Bemdito

Refugiados urbanos: precisamos de uma rede de acolhimento às vítimas do deslocamento forçado

Quando a guerra entre facções criminosas revelou sua face mais cruel no Ceará, incluindo o confisco de residências, seguimos sem que uma política pública específica de anteparo aos deslocados
POR Thiago Paiva
Foto: Lehab/UFC

Quantas famílias foram vítimas dos deslocamentos forçados por ação das facções criminosas no Ceará? Para onde foram após serem expulsas de suas casas? Quantas retornaram? É seguro voltar? Quantas vivem sob ameaças reais? E a quem cada uma dessas pessoas pode recorrer após a fuga e o abrigo na rua, no caso daqueles que não têm sequer para onde ir?

Para todos estes questionamentos, a resposta -para as perguntas que têm resposta – vai depender do órgão questionado. Para a primeira, adianto, não há. Nem para a segunda. Também não existe resposta para a terceira e muito menos para a quarta. Para a quinta, existe uma orientação. Um caminho a ser trilhado que pode amenizar o problema, mas não o resolve. Longe disso.

De maneira geral, a Defensoria Pública e a Secretaria da Segurança Pública e Defesa Social (SSPDS) são, basicamente, as únicas instituições buscadas pelas vítimas, quando são. A lei do silêncio impera. O mesmo medo que leva alguém a abandonar todos os pertences, saindo do próprio lar, com a roupa do corpo e para nunca mais voltar, também impede a denúncia e o pedido de socorro. Não deveria ser assim.
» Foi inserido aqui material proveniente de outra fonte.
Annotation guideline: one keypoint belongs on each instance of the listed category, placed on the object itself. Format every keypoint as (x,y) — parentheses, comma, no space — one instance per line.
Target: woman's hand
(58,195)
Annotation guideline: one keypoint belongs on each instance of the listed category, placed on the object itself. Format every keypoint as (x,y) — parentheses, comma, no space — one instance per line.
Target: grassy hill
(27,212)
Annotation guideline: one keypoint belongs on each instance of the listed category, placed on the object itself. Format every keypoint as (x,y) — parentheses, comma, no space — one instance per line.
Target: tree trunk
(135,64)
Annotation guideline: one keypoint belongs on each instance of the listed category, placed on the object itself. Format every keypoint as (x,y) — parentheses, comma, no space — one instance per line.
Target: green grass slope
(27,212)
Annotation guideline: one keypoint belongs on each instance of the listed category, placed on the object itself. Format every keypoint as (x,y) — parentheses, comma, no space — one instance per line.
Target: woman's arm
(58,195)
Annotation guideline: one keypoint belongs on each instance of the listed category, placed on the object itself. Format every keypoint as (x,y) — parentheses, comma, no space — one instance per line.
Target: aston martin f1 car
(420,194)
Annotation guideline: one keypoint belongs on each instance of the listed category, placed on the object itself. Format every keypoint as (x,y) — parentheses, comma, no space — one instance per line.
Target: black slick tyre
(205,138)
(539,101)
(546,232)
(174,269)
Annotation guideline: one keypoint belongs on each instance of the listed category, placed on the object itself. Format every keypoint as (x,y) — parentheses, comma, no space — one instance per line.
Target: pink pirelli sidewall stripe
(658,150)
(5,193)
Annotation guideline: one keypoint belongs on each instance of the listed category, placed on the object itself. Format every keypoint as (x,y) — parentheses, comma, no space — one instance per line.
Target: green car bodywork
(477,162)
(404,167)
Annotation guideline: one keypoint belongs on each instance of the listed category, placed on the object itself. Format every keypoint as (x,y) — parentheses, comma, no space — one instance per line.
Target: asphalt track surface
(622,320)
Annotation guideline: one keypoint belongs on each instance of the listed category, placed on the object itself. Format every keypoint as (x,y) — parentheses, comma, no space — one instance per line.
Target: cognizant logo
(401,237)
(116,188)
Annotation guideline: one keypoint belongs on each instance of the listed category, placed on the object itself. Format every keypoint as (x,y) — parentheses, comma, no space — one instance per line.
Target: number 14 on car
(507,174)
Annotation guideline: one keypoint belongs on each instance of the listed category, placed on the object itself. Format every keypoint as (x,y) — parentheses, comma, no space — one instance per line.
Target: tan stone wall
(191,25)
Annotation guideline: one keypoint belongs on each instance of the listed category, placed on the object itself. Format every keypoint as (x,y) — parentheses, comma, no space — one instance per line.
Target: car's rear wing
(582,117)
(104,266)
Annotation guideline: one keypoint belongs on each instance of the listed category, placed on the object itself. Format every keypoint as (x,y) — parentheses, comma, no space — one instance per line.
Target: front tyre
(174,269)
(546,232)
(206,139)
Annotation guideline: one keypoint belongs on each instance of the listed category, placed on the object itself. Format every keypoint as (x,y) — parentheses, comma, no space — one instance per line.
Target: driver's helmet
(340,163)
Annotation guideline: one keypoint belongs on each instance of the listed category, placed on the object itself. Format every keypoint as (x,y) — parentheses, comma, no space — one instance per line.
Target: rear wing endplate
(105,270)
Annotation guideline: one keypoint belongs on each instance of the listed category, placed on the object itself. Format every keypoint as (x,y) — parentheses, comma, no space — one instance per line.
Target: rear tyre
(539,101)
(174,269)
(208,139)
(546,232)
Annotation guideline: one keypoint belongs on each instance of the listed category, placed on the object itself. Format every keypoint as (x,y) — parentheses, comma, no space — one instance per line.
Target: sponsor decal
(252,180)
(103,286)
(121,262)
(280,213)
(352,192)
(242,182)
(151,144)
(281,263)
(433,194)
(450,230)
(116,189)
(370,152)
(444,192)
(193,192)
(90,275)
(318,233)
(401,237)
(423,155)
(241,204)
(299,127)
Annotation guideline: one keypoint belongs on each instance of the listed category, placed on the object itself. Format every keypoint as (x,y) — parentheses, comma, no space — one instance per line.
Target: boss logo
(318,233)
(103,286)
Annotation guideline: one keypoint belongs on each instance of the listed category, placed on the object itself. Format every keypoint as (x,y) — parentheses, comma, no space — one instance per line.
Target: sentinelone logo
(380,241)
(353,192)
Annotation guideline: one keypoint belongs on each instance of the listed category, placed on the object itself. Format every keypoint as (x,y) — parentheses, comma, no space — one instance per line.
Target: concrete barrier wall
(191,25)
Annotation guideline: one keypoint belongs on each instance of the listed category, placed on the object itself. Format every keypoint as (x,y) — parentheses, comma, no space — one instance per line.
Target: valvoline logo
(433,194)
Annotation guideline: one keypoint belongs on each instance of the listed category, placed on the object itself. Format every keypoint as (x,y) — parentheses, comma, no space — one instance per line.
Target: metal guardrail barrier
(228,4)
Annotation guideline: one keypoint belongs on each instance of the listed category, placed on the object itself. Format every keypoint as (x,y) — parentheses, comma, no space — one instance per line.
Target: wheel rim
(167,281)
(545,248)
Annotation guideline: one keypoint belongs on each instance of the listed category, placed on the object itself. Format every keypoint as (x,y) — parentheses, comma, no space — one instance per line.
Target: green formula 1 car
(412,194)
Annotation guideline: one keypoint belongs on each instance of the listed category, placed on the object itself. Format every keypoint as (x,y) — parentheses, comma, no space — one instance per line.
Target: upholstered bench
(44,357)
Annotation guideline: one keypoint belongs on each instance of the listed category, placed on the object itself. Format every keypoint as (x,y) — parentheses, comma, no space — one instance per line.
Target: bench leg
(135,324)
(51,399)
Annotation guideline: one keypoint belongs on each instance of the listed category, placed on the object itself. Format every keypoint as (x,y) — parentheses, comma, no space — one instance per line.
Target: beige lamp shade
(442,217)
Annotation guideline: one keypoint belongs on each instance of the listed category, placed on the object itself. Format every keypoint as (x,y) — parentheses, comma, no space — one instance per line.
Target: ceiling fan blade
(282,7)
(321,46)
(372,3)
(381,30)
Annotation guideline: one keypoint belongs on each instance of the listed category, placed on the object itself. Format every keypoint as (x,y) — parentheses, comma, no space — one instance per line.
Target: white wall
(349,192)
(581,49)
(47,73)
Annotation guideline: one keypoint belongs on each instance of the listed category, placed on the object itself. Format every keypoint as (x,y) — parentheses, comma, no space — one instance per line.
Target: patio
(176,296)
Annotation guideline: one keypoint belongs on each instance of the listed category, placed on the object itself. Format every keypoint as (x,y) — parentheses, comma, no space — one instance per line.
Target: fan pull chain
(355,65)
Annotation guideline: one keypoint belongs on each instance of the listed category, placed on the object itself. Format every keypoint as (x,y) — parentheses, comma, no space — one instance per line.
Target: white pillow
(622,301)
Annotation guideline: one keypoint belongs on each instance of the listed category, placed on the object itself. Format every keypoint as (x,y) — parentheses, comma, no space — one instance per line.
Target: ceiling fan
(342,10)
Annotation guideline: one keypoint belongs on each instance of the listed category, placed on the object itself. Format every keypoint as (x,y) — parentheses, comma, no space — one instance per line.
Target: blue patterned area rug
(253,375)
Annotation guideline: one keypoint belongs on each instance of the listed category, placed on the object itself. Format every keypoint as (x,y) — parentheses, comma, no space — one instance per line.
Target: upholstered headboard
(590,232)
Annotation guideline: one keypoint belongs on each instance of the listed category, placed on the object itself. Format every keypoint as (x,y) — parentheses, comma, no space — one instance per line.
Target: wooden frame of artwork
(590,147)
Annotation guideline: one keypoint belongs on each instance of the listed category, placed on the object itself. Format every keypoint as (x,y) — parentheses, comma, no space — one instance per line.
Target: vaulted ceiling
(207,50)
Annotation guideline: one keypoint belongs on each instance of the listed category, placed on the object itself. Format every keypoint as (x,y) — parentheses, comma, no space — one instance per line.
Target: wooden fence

Não que essas pessoas tivessem, por obrigação, que buscar ajuda. Mas, a cada uma delas deveria ser ofertado, e neste caso, sim, por obrigação, o mínimo de dignidade e de suporte possível para a travessia desse drama chamado de Refugiados Urbanos.

Desde 2017, quando a guerra entre facções criminosas revelou sua face mais cruel no Ceará, em meio aos confrontos urbanos, com a repetição de crimes bárbaros nas esquinas de Fortaleza e a expulsão deliberada de moradores por membros de facções criminosas – com o intuito de dominar e se estabelecer nos territórios para a prática do tráfico de drogas e outros crimes -, seguimos sem uma política pública específica que sirva como anteparo aos deslocados.

Não há informações concretas, dados estatísticos centralizados ou mapeamentos coordenados que sirvam como ponto de partida para a criação de estratégias de prevenção e políticas de acolhimento para essas vítimas. É urgente e é básico. Até hoje, por exemplo, não há um modelo de registro padrão de ocorrência pelas polícias Militar e Civil. Expulsões costumam ser registradas como ameaças, lesões corporais, entre outras tipificações. Como mensurar o problema?

Na Defensoria Pública, que atua dentro das suas limitações, há o Núcleo de Habitação, para onde são destinadas as ocorrências do tipo. Porém, a segmentação no atendimento se dá somente na Capital, o que dificulta a elaboração de um panorama no Estado.

Às vítimas que chegam, defensores buscam assegurar o mínimo de acesso aos serviços públicos básicos, como saúde e, no caso das famílias com crianças, acesso à educação, além da moradia, por meio de aluguéis sociais. Os pedidos, no entanto, sempre restam negados ou na fila de espera, em razão da falta de vagas para a concessão do benefício.

Para além dos dados estatísticos, há dificuldade até mesmo de encontrar, dentro destes órgãos, como na própria Defensoria, fontes que falem sobre esse problema. Há relutância dos defensores, sobretudo pelo risco que envolve a realização dos trabalhos junto às comunidades. E assim, sem suporte financeiro, psicológico, ou qualquer coisa que o valha, os refugiados seguem desamparados e com os imóveis, e a dignidade, confiscados por criminosos.

Thiago Paiva

Jornalista especializado na cobertura de segurança pública, política e judiciário, é assessor de imprensa e foi repórter especial no Núcleo de Jornalismo Investigativo do jornal O Povo.